New regulations are needed on the pharmaceuticals market before Russia enters the World Trade Organization, the head of the Association of International Pharmaceutical Manufacturers said Monday.

"The Health and Social Development Ministry needs to develop new regulation in the pharmaceuticals market now. These steps are not being taken, [and] we only have a law on the distribution of medicines, which was adopted without consideration of WTO entry," Vladimir Shipkov told The Moscow Times.

Russia has problems meeting international quality standards for medicine, Shipkov said.

Vladimir Dorofeyev, a scientific adviser to the group, said the problem stems from the dissolution of the government Pharmacopoeia Committee in 2004.

"You never know who is responsible for medicines' quality," Dorofeyev said. "Some of [the committee's] functions went to the Federal Health and Social Development Inspection Service, but we still have no uniform state quality standards."

Industry publication The Pharmaletter noted Sunday that new regulations are slowing the development of clinical trials in Russia.
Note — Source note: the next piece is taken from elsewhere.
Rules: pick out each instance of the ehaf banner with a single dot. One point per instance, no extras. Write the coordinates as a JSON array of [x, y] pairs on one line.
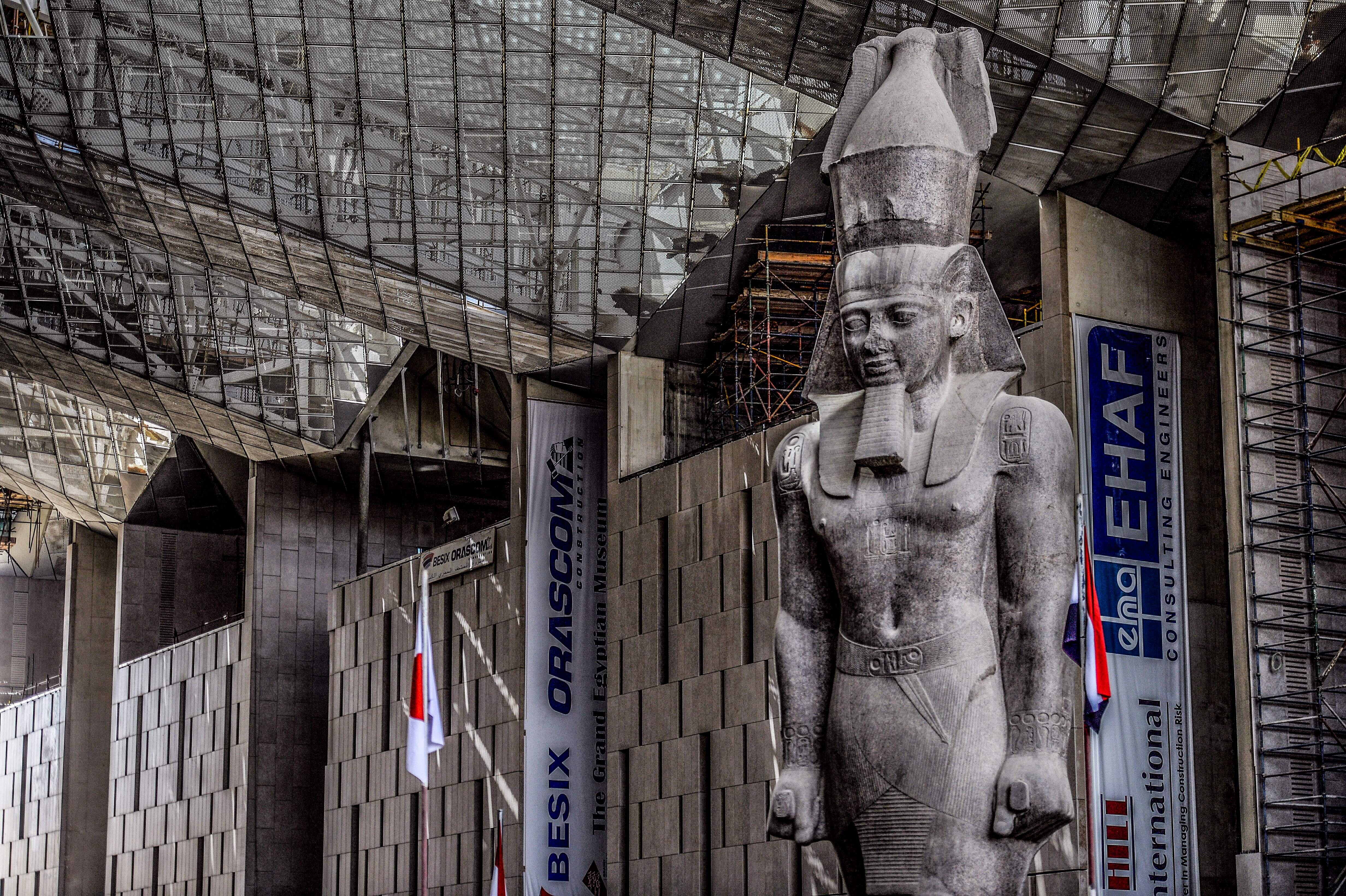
[[1142, 801], [566, 653]]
It estimated the clinical trials market in the CIS would be worth 940 euros ($1.25 billion) by 2014.

Nonetheless, "[for the government] the main thing is not the effectiveness and safety of medicines, only budget savings. This is unacceptable," Shipkov said. "We are entering the WTO now, which means equal rights, equal terms and healthy competition among market participants."

Market players will be informed of changes in regulation well in advance after Russia enters the WTO, as is rarely done now, Shipkov added.